Ama arkadaşlık da bir yere kadar. İsmail’in evinde yapmayacaktı. Tabloyu başına geçirmekle iyi ettim. Sanat eseriymiş gibi o uyduruk şeyi bir de çerçeveletmiş. Hani sadece anlatsa neyse, şerefsiz gösteriş yapmak için demek yanında resim taşıyormuş. Pes doğrusu. Hocam, siz delikanlı adamsınız, o ortamda bulunup, o olaya şahit olsaydınız o paçavrayı başından geçirmek şöyle dursun, şerefsizim bir tarafına monte ederdiniz. Çok affedersiniz.
-Tabi böyle şeyler, özellikle biz erkeklerin izzet-i nefsine dokunuyor. Offf burası çok sıcak oldu…Hüsamettin Bey aklıma şu takıldı, boğazdaki yerde neden bir şey yapmadınız? Orada da bir kadına aynı amaç için yaklaşmış, tepki göstermemişsiniz.
-Hocam kadını tanımam etmem. Bir de dedim ya o şerefsiz arkadaşım.
-Peki Nurhayat Hanıma fazladan ne yaptı ki; o kadar celallendiniz?
-Ne mi yaptı? Mahallemizden bir kadına… Hocam affedersiniz, biz godoş muyuz?
-Hüsamettin Bey adam ne yaptı? İzin verirseniz kravatımı çıkaracağım, çok sıcak oldu. Ne diyordum, hanımefendiyi elledi mi?
-Aaaa
-Nurhayat Hanım lütfen sesiz olun!
-Hocam Nurhayat hanımın yanında bu ne biçim konuşmak öyle?
-Beyefendi sizin dilinizden konuşuyorum. Ne yaptı? Sarkıntılık mı etti?
-Hocam Nurhayat Hanımın dibinden ayrılmadı, ahtapot gibi kadına yapıştı. Hanımefendi de sağ olsun buna çanak tutmuş olabilir.
– Nurhayat Hanımla yaptığımız son seansta bana, sizin sebepsiz yere ortamı gerdiğinizi, olayların belki de tek suçlusunun siz olduğunuzu söyledi. Lütfen bana söyleyin bu olayların yaşanması için o adam size ne yaptı?
-Hocam bu adamın üzerinde neden bu kadar uzun duruyoruz? Asıl meselelere dönelim. Bengü’nün ölümü nedeniyle çok yıprandık! Size de bu sebepten geldik, artık toparlanalım istiyoruz. Bu arada siz iyi misiniz? Alnınızda boncuk boncuk ter birikti.

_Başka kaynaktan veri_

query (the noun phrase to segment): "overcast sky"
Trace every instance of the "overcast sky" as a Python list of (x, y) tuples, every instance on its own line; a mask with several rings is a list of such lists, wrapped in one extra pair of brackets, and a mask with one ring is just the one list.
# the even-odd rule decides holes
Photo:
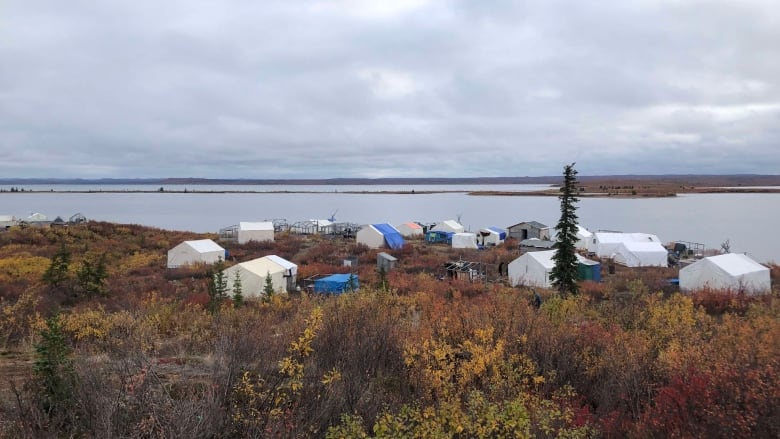
[(777, 0), (4, 0), (2, 177), (780, 169)]

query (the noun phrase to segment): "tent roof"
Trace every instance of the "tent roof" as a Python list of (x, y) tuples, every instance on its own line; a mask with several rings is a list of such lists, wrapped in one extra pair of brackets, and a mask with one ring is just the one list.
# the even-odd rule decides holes
[(750, 256), (741, 253), (727, 253), (725, 255), (708, 256), (703, 260), (715, 264), (732, 276), (739, 276), (755, 271), (768, 270), (765, 266), (759, 264), (750, 258)]
[(198, 253), (208, 253), (208, 252), (224, 252), (225, 249), (222, 248), (219, 244), (216, 242), (210, 240), (210, 239), (198, 239), (195, 241), (184, 241), (185, 244), (189, 245), (195, 251)]
[(259, 221), (259, 222), (247, 222), (241, 221), (238, 223), (240, 230), (273, 230), (274, 223), (271, 221)]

-Beyefendi beni geçelim, siz sorularıma cevap verin, adam ne yaptı?
-Ahtapot gibi,
-Ne yaptı?
-Ahtap
-Ya hu adam size ne yaptı!
-Açıklamama izin vermiyorsunuz, dedim ya işte ahtapo
-Beyefendi, ne-yap-tı!
-Hocam aht
-Hüsamettin Bey delirtmeyin beni, koyucam şimdi ahtapotuna, adam o akşam size ne yaptı!
-Ulan sen kimsin de koyuyorsun, şerefsiz! Ben sana bi koyarım!
-Ah!
………………….
-Hüsamettin adama niye vurdun, sen ne yaptın?
-İsmail ne dediğini duymadın mı? Oğlum gebertirim ben bu doktor müsveddesini…
-Hüsamettin Bey ne yaptınız? Bakın adam bayıldı. Hocam duyuyor musunuz? Servet Hocam? Hocam!
-Gebersin şerefsiz! Nurhayat Hanım ne dedi duymadınız mı? Ben de bunu adam sanmıştım. Size de aşk olsun hakkımda neler konuşmuşsunuz.
-Efendim ben kimseye Servet Beyin bahsettiği kadar ağır ithamlarda asla bulunmadım. Adamı iki metre yere serdiniz ne anlatıyorsunuz. Hocanın amacı İsmail Bey’i konuşturmak, içindekileri dökmesini sağlamak, üç şişe bir köşe tekniğini,
-Ya hu Nurhayat Hanım, siz saf mısınız? Tutturmuşsunuz üç şişe, beş köşe! Adi herif, belli ki bir yerlerinden uydurduğu tekerlemeyi bize satıyor.
-Hüsamettin Bey, bilime biraz saygınız olsun. Hocam uyanın, duyuyor musunuz? İsmail Bey’e sorun, eminim o da benimle aynı kanaattedir. Değil mi İsmail Bey?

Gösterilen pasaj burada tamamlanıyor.